Abdullah Shafique Ahmad, Zahoor Ahmad Shah and Sylvain Dore

Background: Arginase (Arg), one of the enzymes involved in the urea cycle, provides an essential route for the disposal of excess nitrogen resulting from amino acid and nucleotide metabolism. Two reported subtypes of Arg (ArgI and II) compete with nitric oxide synthase (NOS) to use L-arginine as a substrate, and subsequently regulate NOS activity. It has been reported that Arg has significant effects on circulation that suggest the potential role of this enzyme in regulating vascular function. However, the role of Arg following brain damage has not been elucidated. In this study, we hypothesize that the deletion of ArgII will lead to aggravated brain injury following cerebral ischemia and excitotoxicity.

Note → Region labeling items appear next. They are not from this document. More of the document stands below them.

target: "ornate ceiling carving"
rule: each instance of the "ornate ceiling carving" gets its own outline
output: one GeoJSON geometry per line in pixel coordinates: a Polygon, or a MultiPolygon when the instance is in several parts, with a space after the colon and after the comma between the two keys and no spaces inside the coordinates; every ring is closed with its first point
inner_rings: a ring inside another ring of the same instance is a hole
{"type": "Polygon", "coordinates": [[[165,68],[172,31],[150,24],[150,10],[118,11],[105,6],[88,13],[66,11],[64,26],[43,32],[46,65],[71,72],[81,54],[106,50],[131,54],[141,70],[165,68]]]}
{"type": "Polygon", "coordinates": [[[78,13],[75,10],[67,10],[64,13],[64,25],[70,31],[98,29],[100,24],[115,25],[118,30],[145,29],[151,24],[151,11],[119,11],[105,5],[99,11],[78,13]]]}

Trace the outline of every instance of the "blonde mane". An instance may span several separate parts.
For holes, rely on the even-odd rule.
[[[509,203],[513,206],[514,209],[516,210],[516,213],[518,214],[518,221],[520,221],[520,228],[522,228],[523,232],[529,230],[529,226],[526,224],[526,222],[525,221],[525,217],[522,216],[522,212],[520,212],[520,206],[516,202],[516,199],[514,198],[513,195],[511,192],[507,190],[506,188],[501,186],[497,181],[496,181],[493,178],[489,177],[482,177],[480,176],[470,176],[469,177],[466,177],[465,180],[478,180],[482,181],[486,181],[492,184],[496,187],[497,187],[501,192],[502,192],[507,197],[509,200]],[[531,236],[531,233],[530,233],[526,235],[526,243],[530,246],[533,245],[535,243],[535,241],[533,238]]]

Methods and findings: To test our hypothesis, male C57BL/6 wildtype (WT) and ArgII-/- mice were subjected to permanent distal middle cerebral artery occlusion and survived for 7 d. Cerebral blood flow (CBF) data revealed a statistically non-significant decrease in CBF in ArgII-/- mice. However, ArgII-/- mice had significantly higher neurologic deficit scores (NDS) and brain infarctions. The hypothesis was further tested in a more specific N-methyl-Daspartate (NMDA)-induced acute excitotoxic model. WT and ArgII-/- mice were given a single intrastriatal injection of 15 nmol NMDA. Forty-eight hours later, the excitotoxic brain damage was significantly worse in ArgII-/- mice. The data from both models confirm the neuroprotective effect of ArgII.

Conclusion: Therefore, targeting ArgII could be considered into an integrative part of a multi-modal approach to fight acute brain damage excitotoxicity, ischemic brain injury and other forms of brain trauma.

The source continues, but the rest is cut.